İnkârcıların gerçekte Hz. Peygamber'i (sav) değil, Allah'ın ayetlerini yalanladıkları bildirilmiştir.
🔸 Allah'ın kitabında hiçbir şeyin eksik bırakılmadığı, hakikat karşısında sağır, dilsiz ve kör gibi davranmanın ve "diri olduğu halde ölü gibi yaşamanın" çirkinliği açıklanmıştır.
🔸 Hiçbir etkisi olmayan aciz putlara tapmanın, doğru yolu gördükten sonra ona sırt çevirmenin kötülüğünden bahsedilmiştir.
🔸 Ayetleri yalanlayanların yoldan çıkmalarından dolayı azap çekecekleri bildirilmiş; "Hiç kör ile gören bir olur mu? Siz hiç düşünmez misiniz?" şeklinde inkârcılara seslenilmiştir.
İlerleyen ayetlerde Hz. İbrahim'in yıldıza, aya ve güneşe tapmakta olan kavmini uyarma ve puta tapıcılıktan vazgeçirme çabaları anlatılmıştır.
🔸 Onun mümin ve Hanîf kişiliği gözler önüne serilmiş; özellikle Hz. İbrahim soyundan gelmekle övünen Mekke müşriklerinin onun yolundan nasıl uzaklaşmış oldukları ifade edilmiştir.
🔸 Sadece Hz. İbrahim ve Hz. İsmail değil bütün peygamberler, Allah'ın birliğine inanan ve insanları yalnızca O'na kulluk etmeye çağıran salih ve iyi kişiler olarak tanıtılmıştır.
🔸 Hz. İbrahim'in tevhid akidesinden bahsedilmiş, imanda hakikate ulaşma ve tevhid akidesini hâkim kılma çabasının bir ödülü olarak kendisine İshak adlı bir oğul ve Ya'kub adlı bir torun armağan edildiği belirtilmiştir.
"İşte bunlar, kavmine karşı İbrâhim'e verdiğimiz delillerimizdir. Biz dilediğimiz kimselerin derecelerini yükseltiriz. Şüphesiz ki senin rabbin hikmet sahibidir, her şeyi bilmektedir. Biz ona İshak ve Ya'kūb'u da armağan ettik; hepsini de doğru yola ilettik. Daha önce de Nûh'u ve onun soyundan Dâvûd'u, Süleyman'ı, Eyyûb'u, Yûsuf'u, Mûsâ'yı ve Hârûn'u doğru yola iletmiştik. Biz, iyileri böyle ödüllendiririz. Zekeriyyâ, Yahyâ, Îsâ ve İlyâs'ı da (doğru yola iletmiştik). Hepsi de iyilerden idi. İsmâil, Elyesa', Yûnus ve Lût'u da (hidayete erdirdik). Hepsini âlemlere üstün kıldık."

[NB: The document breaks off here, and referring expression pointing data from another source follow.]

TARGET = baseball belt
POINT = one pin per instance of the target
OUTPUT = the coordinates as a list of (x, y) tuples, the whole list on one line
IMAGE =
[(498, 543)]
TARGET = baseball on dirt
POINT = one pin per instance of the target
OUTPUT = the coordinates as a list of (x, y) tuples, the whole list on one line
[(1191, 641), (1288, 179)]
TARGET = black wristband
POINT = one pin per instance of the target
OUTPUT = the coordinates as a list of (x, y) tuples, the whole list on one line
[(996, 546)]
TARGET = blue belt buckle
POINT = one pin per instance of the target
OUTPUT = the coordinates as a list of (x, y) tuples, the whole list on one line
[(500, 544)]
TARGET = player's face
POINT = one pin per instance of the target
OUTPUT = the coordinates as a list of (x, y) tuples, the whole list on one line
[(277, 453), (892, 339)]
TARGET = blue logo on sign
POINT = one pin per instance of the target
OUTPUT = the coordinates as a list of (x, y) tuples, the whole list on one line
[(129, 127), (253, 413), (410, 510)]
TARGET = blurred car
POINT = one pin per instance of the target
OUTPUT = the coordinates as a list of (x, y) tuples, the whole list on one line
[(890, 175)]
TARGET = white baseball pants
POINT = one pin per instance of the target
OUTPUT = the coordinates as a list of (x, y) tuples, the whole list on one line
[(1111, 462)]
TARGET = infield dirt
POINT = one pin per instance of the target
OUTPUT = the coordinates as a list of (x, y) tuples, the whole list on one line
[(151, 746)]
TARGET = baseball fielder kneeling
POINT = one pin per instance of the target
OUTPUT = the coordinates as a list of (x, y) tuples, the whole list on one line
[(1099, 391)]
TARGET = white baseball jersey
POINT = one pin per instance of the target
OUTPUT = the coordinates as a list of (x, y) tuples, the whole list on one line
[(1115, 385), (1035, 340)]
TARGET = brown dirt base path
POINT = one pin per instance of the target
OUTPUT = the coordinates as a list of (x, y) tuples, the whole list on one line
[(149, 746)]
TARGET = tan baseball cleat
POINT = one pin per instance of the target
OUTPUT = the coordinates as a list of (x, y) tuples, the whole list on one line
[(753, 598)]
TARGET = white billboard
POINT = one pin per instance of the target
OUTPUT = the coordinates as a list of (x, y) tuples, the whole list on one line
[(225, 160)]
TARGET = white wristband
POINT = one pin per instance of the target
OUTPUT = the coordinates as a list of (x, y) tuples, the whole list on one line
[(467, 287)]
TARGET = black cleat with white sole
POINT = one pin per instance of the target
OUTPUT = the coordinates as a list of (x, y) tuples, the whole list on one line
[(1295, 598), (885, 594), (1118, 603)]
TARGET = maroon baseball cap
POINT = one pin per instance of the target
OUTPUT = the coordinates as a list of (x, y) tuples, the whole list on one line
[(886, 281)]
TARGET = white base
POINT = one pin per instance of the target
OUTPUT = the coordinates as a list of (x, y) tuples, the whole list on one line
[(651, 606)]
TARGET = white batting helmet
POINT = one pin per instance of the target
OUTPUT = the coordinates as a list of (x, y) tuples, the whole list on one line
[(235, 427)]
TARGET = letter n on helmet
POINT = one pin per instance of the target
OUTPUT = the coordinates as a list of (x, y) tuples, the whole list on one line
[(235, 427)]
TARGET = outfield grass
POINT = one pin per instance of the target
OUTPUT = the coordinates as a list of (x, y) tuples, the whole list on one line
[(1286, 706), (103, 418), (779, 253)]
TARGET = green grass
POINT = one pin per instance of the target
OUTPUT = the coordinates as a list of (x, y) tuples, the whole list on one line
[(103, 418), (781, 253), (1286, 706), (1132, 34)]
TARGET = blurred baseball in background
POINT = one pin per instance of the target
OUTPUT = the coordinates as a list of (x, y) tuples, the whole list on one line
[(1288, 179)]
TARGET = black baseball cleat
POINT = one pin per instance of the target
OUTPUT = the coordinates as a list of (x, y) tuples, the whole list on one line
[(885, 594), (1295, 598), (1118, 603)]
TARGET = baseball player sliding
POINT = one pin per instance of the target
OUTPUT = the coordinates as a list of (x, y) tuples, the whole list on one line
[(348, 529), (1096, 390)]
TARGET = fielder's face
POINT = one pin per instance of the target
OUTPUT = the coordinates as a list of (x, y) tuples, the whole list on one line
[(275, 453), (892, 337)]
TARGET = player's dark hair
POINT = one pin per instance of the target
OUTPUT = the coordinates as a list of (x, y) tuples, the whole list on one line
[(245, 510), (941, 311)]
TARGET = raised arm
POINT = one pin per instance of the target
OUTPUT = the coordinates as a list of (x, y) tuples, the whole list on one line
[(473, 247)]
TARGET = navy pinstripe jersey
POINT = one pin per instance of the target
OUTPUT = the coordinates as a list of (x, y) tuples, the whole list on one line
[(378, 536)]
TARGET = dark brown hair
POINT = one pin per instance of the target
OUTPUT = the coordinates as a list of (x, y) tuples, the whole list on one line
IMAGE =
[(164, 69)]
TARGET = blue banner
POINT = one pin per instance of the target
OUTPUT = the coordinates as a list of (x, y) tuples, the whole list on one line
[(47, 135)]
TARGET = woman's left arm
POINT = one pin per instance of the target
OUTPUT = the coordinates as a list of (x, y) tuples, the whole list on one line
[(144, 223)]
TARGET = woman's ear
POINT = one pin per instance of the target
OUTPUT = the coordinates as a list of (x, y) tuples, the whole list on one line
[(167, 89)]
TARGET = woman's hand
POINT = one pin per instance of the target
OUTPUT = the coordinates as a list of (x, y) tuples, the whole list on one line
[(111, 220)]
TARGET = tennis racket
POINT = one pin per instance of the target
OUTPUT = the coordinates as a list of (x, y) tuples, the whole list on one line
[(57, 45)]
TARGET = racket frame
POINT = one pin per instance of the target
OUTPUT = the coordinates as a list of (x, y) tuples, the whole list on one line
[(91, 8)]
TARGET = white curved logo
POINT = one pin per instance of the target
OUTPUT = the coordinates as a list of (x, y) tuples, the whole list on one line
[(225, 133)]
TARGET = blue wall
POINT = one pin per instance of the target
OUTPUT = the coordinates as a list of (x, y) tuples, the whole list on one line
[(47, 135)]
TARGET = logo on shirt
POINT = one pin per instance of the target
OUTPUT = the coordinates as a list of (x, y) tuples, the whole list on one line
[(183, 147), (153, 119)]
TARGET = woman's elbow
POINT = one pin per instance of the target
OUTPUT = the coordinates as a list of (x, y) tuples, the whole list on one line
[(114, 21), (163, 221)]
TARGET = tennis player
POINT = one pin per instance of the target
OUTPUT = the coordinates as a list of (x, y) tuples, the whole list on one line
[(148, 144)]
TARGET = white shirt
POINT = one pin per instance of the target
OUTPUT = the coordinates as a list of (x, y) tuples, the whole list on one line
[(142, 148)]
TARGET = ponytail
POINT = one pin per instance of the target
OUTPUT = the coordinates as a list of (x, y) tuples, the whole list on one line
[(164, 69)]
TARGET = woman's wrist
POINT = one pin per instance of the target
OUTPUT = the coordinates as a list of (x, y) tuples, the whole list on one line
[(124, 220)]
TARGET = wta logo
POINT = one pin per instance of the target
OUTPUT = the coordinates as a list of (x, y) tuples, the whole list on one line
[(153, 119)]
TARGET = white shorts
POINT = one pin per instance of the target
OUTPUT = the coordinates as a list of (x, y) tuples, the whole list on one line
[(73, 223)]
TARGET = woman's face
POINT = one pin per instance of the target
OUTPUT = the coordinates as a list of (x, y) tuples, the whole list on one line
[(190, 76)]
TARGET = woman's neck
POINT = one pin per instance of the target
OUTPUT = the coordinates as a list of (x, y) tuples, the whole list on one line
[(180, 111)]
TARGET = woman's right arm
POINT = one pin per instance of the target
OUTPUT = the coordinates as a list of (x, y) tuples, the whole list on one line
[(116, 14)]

🔸 Vahye inanmayanların Allah'ı gereği gibi tanıyamayacakları, Kur'an'ın daha önce gönderilmiş kitaplar gibi bir kitap olduğu haber verilmiştir.
🔸 Allah'ın her şeye gücü yettiğini gösteren olaylar üzerinde durulmuş; göklerde ve yerdeki bütün güzellikleri yaratan Allah'ın ne cin ne de başka varlıklar cinsinden eşi benzeri olmadığı, ona evlât isnat etmenin bilgisizlikten kaynaklandığı bildirilmiştir. "Cinleri Allah'a ortak koştular. Oysa onları da Allah yaratmıştır. Bilgisizce O'na oğullar ve kızlar yakıştırdılar. Allah, onların ileri sürdüğü vasıflardan uzak ve yücedir. O, göklerin ve yerin eşşiz yaratıcısıdır. Eşi olmadığı halde nasıl çocuğu olabilir? Her şeyi O yaratmıştır ve her şeyi hakkıyla bilen O'dur."